Czyli jest pan zadowolony z tego, że Embarer jest na trzecim miejscu podium, a może jednak planujecie rzucić rękawicę dwóm największym graczom?
Czujemy się bardzo komfortowo tu, gdzie jesteśmy. Chcemy robić to, co robimy - sprzedawać nasze portfolio z zyskiem. Nie sprzedajemy naszych samolotów poniżej kosztów. Celem jest zdrowy finansowo biznes - we wszystkich działach, tak samolotów pasażerskich, jak w sektorze obronnym, prywatnych odrzutowcach, a także usługach. Właściciele oczekują zwrotu z inwestycji i wzrostu wartości firmy.

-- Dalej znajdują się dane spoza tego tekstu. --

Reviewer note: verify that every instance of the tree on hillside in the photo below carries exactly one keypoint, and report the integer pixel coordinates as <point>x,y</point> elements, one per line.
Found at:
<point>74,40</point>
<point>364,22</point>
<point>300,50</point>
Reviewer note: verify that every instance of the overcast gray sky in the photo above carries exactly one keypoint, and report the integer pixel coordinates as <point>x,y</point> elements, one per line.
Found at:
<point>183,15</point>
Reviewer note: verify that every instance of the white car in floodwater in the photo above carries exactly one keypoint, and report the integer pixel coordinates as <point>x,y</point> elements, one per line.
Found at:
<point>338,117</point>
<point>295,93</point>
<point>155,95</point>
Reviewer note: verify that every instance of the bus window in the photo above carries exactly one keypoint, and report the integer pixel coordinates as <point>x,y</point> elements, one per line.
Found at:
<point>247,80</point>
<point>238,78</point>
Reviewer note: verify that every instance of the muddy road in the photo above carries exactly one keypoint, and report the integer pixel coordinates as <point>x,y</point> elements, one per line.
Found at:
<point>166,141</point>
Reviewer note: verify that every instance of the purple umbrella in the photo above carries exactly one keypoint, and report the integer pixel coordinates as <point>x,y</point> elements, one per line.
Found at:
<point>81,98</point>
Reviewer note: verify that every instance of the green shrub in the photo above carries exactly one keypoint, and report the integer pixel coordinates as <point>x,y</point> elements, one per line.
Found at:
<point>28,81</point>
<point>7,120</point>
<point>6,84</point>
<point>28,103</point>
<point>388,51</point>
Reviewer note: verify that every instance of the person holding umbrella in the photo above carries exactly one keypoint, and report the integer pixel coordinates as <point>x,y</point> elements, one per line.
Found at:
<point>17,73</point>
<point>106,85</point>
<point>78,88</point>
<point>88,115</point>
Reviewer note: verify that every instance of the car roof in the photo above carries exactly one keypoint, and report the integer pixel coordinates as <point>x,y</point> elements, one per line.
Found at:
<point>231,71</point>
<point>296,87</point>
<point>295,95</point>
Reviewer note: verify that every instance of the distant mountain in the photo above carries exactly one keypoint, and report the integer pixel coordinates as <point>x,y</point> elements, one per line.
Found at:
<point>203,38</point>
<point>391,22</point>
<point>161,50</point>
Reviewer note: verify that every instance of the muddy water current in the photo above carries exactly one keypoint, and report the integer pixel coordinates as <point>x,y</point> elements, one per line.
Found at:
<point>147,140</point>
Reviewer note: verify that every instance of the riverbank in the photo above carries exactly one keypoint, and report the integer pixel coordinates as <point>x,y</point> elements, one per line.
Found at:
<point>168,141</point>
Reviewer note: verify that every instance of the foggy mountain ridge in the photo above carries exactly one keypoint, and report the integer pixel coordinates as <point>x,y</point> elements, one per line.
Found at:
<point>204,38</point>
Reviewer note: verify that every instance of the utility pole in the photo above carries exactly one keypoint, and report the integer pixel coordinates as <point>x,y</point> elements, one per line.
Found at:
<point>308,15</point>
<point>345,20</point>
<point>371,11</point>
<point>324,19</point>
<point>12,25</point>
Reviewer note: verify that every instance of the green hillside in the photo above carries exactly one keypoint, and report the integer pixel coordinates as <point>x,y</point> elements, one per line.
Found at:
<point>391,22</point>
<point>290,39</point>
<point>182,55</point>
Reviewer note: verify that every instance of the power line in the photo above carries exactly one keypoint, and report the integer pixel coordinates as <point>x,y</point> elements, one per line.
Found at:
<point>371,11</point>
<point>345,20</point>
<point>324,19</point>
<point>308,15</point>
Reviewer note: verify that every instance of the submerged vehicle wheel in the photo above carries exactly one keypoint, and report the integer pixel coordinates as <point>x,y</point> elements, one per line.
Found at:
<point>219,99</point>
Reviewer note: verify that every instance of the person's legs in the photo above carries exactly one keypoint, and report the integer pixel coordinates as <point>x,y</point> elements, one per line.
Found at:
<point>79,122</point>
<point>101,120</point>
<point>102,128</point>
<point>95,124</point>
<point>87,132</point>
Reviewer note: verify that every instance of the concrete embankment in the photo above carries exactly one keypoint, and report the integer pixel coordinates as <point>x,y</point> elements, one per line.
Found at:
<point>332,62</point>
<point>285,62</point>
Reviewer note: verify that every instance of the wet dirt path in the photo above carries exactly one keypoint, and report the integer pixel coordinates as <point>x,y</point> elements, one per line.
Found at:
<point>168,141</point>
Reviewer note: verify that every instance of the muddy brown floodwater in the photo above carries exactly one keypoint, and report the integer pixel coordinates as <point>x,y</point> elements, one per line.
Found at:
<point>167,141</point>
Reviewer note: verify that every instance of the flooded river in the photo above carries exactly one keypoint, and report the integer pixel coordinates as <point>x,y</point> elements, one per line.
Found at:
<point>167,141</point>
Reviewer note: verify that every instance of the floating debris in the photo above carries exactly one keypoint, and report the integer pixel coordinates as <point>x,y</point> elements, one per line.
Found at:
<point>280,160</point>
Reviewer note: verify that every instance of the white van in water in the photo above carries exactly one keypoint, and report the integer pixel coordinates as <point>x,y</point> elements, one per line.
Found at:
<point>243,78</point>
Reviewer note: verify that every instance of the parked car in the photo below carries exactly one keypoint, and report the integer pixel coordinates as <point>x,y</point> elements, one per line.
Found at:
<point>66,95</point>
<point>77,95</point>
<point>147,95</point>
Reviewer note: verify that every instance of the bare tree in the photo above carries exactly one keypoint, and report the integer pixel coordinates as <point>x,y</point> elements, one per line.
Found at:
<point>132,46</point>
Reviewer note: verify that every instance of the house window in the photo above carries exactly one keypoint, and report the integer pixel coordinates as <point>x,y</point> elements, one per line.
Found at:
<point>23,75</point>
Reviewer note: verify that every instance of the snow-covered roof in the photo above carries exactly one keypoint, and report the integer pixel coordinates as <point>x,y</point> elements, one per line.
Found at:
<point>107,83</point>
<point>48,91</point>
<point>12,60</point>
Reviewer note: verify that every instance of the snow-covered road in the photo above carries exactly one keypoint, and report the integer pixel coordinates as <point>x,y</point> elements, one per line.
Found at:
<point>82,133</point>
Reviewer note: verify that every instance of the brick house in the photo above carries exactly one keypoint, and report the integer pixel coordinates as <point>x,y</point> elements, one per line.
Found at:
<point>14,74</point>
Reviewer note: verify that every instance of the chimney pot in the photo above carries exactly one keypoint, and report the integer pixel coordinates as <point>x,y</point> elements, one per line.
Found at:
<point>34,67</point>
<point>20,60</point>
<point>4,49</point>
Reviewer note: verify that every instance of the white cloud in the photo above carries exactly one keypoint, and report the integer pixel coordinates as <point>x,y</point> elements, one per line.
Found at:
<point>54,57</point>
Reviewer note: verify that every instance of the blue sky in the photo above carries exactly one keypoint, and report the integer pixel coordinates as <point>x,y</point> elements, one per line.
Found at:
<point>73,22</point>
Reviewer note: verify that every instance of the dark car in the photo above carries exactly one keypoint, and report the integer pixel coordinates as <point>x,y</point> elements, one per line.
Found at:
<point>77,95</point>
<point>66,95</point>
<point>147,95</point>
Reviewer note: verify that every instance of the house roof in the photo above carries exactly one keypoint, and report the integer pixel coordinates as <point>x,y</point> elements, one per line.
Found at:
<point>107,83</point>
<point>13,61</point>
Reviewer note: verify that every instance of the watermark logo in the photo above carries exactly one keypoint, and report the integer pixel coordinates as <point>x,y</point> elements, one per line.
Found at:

W ciągu ostatnich 18 miesięcy cena naszych akcji wzrosła o 180 proc. Myślę, że akcjonariusze są zadowoleni.
Czy Embraer bierze pod uwagę zaprojektowanie większego samolotu, który mógłby konkurować z Boeingiem 737 i Airbusem A320?
Cały czas analizujemy nowe możliwości, tak w dziedzinie samolotów pasażerskich, jak prywatnych odrzutowców, czy w dziedzinie obronności, ale na dziś nie mamy żadnych konkretnych planów.
Chcemy być firmą z rocznymi przychodami na poziomie 10 mld dol. do 2030 r. Dziś jesteśmy na poziomie 6,4 mld dol. I ten wzrost chcemy zbudować koncentrując się na tym, co już mamy w ofercie.